VANCOUVER ISLAND, B.C. – As the weather warms up, more boats will be populating the waters off of Vancouver Island.
And if they see a blow, boaters are being reminded to go slow and give whales a very wide berth.
The Marine Education & Research Society is striving to have “See a Blow? Go Slow!” signs all along B.C.’s coast to reduce the risk of collision for the sake of both boater and whale safety.
The society says that this is essential, now that humpback whales have returned from the brink of extinction.
“Especially around the Discovery Island area, in the last two years, it truly has been an explosion in terms of a shift of humpacks from other areas,” the society’s humpback researcher Jackie Hildering said.
“Last year, just in the Campbell River area alone, we were able to identify 86 different individuals, not at the same time, but in all of 2018. So this is really significant.”
While the society has helped install 130 such signs, it has much higher aspirations.
“We want a sign at every marina and boat ramp, and ferry dock on B.C.’s coast,” Hildering said. “The need is that acute.”
The group also notes that humpbacks they behave very differently from whales like Orca that boaters are more used to seeing on our coast.
“People think, ‘Oh, a whale is an Orca,’ but Orcas usually go in one direction, they’re big dolphins so they’re usually at the surface so you don’t get the same sort of acrobatics,” Hildering said. “Generally the best way to describe humpbacks is they’re unpredictable.”
Hildering said there have been “horrible accidents” involving whales and boaters, including boats ricocheting off of humpbacks, and one humpback being hit twice by two different boats.
“There just really is this huge gap between the return of humpbacks… and that people blithely continue driving (their boats) as if nothing could suddenly surface, and I think boaters have gotten away with that for a really long time because we have not had the big whales in shore waters.”
Close encounters can be deadly for humans, as well.
“There is everything from somebody who is paralyzed on our coast, to somebody who has had to get reconstructive facial surgery, there is the material damage to boats, there’s somebody who has been thrown from a boat, and the list goes on and on,” Hildering said.
Sign costs are approximately $68 (price depends on shipping costs) and the sign would include the name of each gift recipient (or the logo of the buyers’ choosing).
A donation can be given in the amount of the sign’s value leading to your getting a tax receipt.
“Not only can people help by sponsoring (a sign), if they are unable to sponsor but they have a connection with a marina or boat ramp, where they know there’s need, we will get them a sign,” Hildering said.
For more on the signs, contact [email protected].

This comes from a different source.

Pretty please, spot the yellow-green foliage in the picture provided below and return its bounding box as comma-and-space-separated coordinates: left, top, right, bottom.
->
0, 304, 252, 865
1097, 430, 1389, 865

Canada’s Marine Mammal Regulations were updated in July 2018. They include:
No person shall approach a marine mammal to, or to attempt to,
(a) feed it; swim with it or interact with it; move it or entice or cause it to move from the immediate vicinity in which it is found; separate it from members of its group or go between it and a calf; trap it or its group between a vessel and the shore or between a vessel and one or more other vessels; or tag or mark it.

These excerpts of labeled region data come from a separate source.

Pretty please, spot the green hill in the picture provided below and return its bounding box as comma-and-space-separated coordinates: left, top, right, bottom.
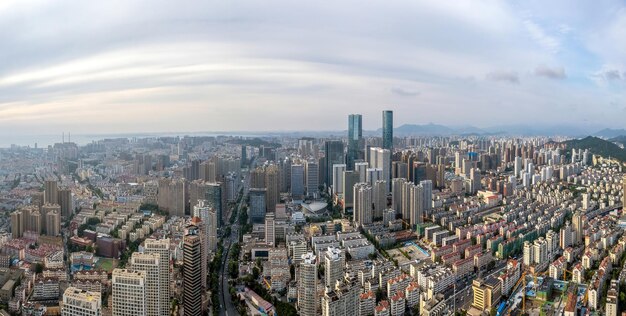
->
562, 136, 626, 162
609, 135, 626, 146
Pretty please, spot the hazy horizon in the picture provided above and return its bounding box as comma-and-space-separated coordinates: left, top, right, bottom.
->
0, 0, 626, 136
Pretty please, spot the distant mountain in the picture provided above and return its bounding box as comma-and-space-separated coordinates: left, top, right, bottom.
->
561, 136, 626, 162
609, 135, 626, 146
593, 128, 626, 138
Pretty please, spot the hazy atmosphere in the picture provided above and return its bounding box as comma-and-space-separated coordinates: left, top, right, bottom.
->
0, 0, 626, 135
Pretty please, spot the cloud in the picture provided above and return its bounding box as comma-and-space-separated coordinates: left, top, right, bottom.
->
391, 87, 420, 97
485, 71, 520, 84
523, 19, 561, 53
535, 66, 567, 79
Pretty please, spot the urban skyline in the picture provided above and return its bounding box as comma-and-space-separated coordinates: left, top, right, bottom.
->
0, 0, 626, 135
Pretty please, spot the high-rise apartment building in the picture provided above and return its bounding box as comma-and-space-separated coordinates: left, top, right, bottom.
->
383, 110, 393, 151
331, 164, 346, 195
290, 164, 304, 199
44, 180, 59, 204
346, 114, 365, 170
11, 210, 23, 238
342, 171, 359, 212
58, 189, 74, 218
324, 140, 345, 190
61, 287, 102, 316
324, 247, 346, 288
265, 213, 276, 246
353, 183, 373, 226
305, 159, 320, 197
298, 252, 318, 316
130, 252, 161, 316
249, 188, 267, 224
111, 269, 146, 316
143, 238, 171, 316
183, 227, 202, 316
45, 210, 61, 236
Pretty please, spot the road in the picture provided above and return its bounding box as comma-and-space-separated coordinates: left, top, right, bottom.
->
444, 260, 506, 310
219, 190, 245, 316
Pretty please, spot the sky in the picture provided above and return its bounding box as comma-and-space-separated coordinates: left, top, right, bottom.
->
0, 0, 626, 136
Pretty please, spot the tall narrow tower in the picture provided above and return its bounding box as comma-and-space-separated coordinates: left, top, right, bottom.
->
183, 226, 202, 316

Minimum approach distances for vessels:
– 200 m for all Killer Whales (in Pacific waters); 200 m for whale, dolphin and porpoise species with calves or in resting position; and 100 m for all other whales, dolphins and porpoises.
Mandatory reporting of any accidental contact between a marine mammal and a vehicle or fishing gear (DFO Incident Reporting Line 1-800-465-4336).
If you suspect you are in the vicinity of whales, slow down. Speed should not be more than seven knots when 200 to 400 metres from a whale.
Do not position beside “bait balls” of small schooling fish (as indicated by aggregations of birds).
Stay clear of the whale’s path.
And do not approach the whale within 200 metres.
If a whale surfaces within 200m of your vessel, place your engine in neutral (or ideally shut off the engine) until the whales are beyond 200 metres.